Dal 6 agosto i centri privati non accetteranno più conferimenti e di conseguenza da lunedì l’attività delle imprese di autospurgo sarà bloccata con gravi conseguenze economiche per tali imprese, oltre ai disagi per la cittadinanza (privati cittadini, ospedali, musei, alberghi, ecc. ecc.).

Il problema riguarda anche società pubbliche: Publiacqua ha comunicato alle imprese di autospurgo la chiusura immediata dei propri impianti, in conseguenza sempre della sentenza del TAR della Lombardia, poiché ha difficoltà nello smaltire i fanghi disidratati prodotti dall’impianto stesso.

Aggiunge Michele Santoni,portavoce settore trasporto merci CNA Toscana: “Sulle soluzioni di medio/lungo periodo è auspicabile che il governo proceda alla revisione del decreto legislativo 99/92 relativo allo spandimento dei fanghi in agricoltura; nell’immediato occorrono soluzioni tampone con l’individuazione di centri di stoccaggio temporaneo. E’ necessario però che la Regione garantisca alle imprese la certezza della destinazione dove conferire e anche dove effettuare il trattamento: occorre un piano preciso per non ritrovarsi nuovamente all’emergenza, magari per un’altra tipologia di rifiuto. E’ impensabile infatti che, come sta già accadendo, siano contattati paesi come Bulgaria e Polonia per lo smaltimento di tali fanghi, con conseguenze economiche pesanti per cittadini e imprese”.

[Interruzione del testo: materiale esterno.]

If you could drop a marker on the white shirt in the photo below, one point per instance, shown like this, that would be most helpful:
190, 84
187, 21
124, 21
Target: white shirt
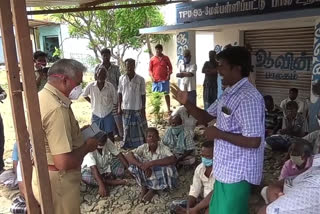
298, 101
188, 83
188, 121
102, 102
103, 160
131, 92
301, 194
201, 182
145, 154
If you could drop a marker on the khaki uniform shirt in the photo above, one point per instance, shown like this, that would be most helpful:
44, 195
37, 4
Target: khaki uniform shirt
61, 129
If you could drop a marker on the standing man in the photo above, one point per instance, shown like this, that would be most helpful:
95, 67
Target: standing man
40, 60
210, 85
63, 140
187, 77
160, 69
3, 95
132, 106
113, 76
238, 135
103, 98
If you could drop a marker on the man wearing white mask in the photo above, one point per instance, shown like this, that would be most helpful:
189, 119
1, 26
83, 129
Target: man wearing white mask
64, 143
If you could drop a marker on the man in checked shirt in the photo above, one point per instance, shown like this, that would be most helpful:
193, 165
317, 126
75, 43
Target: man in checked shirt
238, 135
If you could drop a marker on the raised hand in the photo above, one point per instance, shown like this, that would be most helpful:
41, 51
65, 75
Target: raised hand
180, 96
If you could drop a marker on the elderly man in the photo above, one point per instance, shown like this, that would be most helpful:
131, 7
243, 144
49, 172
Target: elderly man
64, 143
238, 135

CNA Toscana invita le imprese di autospurgo a contattare gli uffici dell’Associazione per la necessaria assistenza.

    "Vai in bagno? Occhio a non intasare i pozzetti perché ad oggi nessuno li spurga, non sapendo poi dove conferire il prelevato. Pensi di star tranquillo perché godi di allaccio fognario? Nisba, i depuratori non sanno come smaltire i fanghi di risulta. Sbatti la porta di casa e te ne vai al lavoro? Non ti salvi, perché intere filiere produttive sono alla canna del gas in assenza di impianti dove conferire i loro scarti di lavorazione, carta e tessile in primis. Siamo all’emergenza rifiuti. Basta la parola e si accende la sirena con i lampeggianti. Tutta colpa di non governo storico della materia da parte della sinistra regionale, ma a pagare sono i cittadini nella loro vita quotidiana" commenta il Capogruppo in Consiglio regionale Maurizio Marchetti.

Osserva Marchetti "Ogni giorno le cronache sono affollate da emergenze quando sugli spurghi, quando sui fanghi di depurazione, quando sul ritiro degli ingombranti, quando sulle discariche… ormai – affonda – basta la parola. Dici “rifiuti” e scatta l’emergenza. La motivazione individuata dal Capogruppo azzurro in Regione è tutta politica: la Regione nel corso dei decenni ha mancato di fare scelte sul tema dei rifiuti per non scontentare nessuno e strizzare l’occhio a certo ambientalismo integralista per servire il quale ci vorrebbe la bacchetta magica. Siccome però nessuno ce l’ha e per governare bisogna operare delle scelte – incalza Marchetti – allora i vari governi regionali hanno via via scelto di scaricare il barile alla giunta successiva. Scarica scarica, a suon di gocce il vaso ormai è colmo e ogni cosa diventa un problema non risolvibile, oggi, a colpi di ordinanze presidenziali arroganti. La situazione rasenta il danno irreparabile. Ma questo – conclude Marchetti – Rossi lo sa bene, e non fa nemmeno finta di no. Infatti non è stato in grado di produrre il Piano rifiuti che aveva promesso per luglio e ancora rallenta e rinvia all’autunno in attesa di relazioni da parte degli Ato per fare il punto di una situazione che un governatore dovrebbe già conoscere a menadito, tanto è delicata la questione. Intanto seduti sulla polveriera di un ciclo alla paralisi ci sono i cittadini a cui poco importa del suo consenso, se non possono nemmeno svolgere in pace le loro attività quotidiane".